The emotional language of Intimacy

Intimacy communicates a personal, one-to-one relationship to a traveler. It sends the message that the brand knows the customer and cares about their wellbeing. As cities reopen, airlines, hotels, and travel agencies need to reconnect with their audience—the majority of customers are likely hesitant or uneasy about jumping back into travel, despite some lifted restrictions. Using language that evokes Intimacy can help break the ice and ease travelers back into a wanderlust state of mind. 

How and when to use Intimacy

  • “We haven’t heard from you in awhile” and “We want to make sure you know” are all common examples of Intimacy language in hospitality communication.
  • Airlines are saying “We’re helping you get back to the places you love,” and restaurants prepping for patio service shout out that “We can’t wait to see you.” That kind of language makes a person feel wanted and starts to (re)build trust.

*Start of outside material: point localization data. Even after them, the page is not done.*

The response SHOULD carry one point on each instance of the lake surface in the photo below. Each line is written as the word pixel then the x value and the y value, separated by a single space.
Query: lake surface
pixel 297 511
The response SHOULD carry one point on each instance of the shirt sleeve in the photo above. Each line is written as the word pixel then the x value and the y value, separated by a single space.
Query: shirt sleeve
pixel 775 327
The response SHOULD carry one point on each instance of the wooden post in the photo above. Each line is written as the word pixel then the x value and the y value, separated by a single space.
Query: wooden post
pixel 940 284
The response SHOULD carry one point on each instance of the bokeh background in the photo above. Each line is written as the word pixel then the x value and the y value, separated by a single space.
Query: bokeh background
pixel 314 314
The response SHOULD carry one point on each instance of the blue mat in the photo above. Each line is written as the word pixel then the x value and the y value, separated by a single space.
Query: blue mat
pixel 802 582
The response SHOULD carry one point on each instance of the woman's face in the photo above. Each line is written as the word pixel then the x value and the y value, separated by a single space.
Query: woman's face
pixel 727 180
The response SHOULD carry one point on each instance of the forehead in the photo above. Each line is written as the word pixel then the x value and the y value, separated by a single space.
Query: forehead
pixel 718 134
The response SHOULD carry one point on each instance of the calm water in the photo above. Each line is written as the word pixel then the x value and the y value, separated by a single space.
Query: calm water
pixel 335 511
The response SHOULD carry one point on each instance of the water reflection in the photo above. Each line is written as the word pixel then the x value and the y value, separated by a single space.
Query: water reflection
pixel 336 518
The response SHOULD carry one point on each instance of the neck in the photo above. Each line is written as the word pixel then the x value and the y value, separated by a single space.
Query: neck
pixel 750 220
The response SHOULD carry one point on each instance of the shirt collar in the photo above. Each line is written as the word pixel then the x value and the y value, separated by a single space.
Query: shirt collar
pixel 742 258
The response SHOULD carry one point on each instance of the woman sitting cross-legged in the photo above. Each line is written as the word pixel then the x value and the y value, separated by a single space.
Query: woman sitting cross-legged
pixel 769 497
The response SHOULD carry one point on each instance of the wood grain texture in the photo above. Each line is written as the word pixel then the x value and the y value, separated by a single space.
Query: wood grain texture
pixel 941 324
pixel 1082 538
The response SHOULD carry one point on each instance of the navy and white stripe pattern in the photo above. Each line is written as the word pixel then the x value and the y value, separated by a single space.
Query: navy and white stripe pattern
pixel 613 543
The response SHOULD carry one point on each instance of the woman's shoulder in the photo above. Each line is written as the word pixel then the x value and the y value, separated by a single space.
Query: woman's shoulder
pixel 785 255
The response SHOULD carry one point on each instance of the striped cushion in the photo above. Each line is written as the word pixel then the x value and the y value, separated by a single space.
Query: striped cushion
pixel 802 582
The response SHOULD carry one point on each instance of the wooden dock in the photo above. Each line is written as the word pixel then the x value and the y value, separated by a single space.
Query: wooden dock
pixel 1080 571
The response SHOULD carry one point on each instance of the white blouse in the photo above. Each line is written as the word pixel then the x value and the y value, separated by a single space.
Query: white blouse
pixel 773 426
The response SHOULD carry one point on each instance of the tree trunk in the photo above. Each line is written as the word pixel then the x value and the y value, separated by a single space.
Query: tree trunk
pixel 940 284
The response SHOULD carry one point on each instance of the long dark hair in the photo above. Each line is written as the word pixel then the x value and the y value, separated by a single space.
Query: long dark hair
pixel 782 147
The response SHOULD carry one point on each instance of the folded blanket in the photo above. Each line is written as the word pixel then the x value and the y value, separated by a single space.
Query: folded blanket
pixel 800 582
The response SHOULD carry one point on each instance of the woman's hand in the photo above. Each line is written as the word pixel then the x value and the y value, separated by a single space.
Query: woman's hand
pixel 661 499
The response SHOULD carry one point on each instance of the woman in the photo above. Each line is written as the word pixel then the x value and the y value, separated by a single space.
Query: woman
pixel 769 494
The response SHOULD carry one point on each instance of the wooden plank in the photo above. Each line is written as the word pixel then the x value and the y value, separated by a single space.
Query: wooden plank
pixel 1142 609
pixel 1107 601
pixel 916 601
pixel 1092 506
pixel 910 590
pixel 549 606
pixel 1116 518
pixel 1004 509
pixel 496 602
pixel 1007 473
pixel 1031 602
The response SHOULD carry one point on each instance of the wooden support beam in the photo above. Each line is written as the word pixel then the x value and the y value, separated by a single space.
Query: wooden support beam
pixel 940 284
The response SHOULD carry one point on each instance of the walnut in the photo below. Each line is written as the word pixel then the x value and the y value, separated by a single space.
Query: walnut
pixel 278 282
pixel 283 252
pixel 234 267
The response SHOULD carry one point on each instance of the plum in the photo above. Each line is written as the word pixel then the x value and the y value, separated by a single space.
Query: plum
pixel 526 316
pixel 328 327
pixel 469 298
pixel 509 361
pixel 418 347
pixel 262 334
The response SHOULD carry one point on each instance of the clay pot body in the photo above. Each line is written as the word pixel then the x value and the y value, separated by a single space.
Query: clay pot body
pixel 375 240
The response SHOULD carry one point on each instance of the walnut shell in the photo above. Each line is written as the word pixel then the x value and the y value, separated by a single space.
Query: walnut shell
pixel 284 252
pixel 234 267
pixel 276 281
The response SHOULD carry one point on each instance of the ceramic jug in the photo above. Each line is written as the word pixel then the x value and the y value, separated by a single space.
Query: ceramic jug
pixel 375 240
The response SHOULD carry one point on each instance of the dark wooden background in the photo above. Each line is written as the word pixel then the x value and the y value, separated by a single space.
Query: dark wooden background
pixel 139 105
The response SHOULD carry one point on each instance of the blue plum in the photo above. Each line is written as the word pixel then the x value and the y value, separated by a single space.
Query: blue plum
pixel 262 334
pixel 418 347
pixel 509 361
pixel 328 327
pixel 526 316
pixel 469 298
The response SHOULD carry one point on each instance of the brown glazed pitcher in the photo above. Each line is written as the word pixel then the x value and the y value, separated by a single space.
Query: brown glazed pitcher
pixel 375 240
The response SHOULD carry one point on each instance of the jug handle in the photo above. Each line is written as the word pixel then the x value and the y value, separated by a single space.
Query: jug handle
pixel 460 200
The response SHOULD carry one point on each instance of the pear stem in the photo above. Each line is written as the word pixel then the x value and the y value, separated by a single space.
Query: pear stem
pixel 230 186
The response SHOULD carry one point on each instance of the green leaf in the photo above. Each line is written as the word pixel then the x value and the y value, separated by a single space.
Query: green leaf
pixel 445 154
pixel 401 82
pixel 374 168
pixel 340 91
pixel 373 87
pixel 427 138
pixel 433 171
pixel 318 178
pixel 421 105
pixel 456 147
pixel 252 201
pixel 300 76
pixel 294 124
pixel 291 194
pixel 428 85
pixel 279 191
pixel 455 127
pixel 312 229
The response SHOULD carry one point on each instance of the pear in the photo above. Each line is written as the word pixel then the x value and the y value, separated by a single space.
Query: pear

Three ways travel and hospitality companies can use trust to engage customers

The power of trust to make customers feel safe, needed, and seen provides key opportunities for travel and hospitality companies at different stages of the customer journey:

1. Reassure consumers as they consider their purchases

“We’re here for you” is now standard messaging for companies—and therefore no longer enough to evoke a powerful emotional response. Travel and hospitality companies now must find new ways to evoke safety and show more than just tell. Delta’s commitment to leaving the middle seat open is one example. Safety may also come through from the restaurant that serves only at outdoor seating areas or at half capacity. Companies that detail specific actions and give customers a way to learn moreas Starbucks does with its COVID-dedicated micrositecan go a long way to restoring customer confidence.

2. Adopt–and talk about–new procedures, anchored in trust

Safety isn’t just about words. It is also about specific practices that reduce the potential for infection. Some airlines, for example, are deep-cleaning planes more frequently and limiting meal and drink options to reduce contact. Enterprise Rent-A-Car has called out their enhanced cleaning practices between each rental on high-touch areas of the car. Public spaces like airports and hotel lobbies are also stocking hand sanitizer and limiting or eliminating self-service coffee and water fountains. And almost everyone is requiring employees to wear face masks—and sometimes customers. Take these actions and call attention to them in text messages, emails, reservation confirmations, and “before you go” reminders.

3.  Follow up to build trust and loyalty

Because travel is still fairly limited right now, the first person in a family or social group to step on a train or plane will have a large audience who wants to hear about it. Effective and well-executed safety procedures will help ensure those messages are positive. Also, check in with the customer during and after the trip, leveraging Intimacy and Gratitude—the other two emotions for evoking trust. Thank the travelers who were willing to go first and offer them incentives to do it again—and perhaps even to share those rewards with a friend or family member.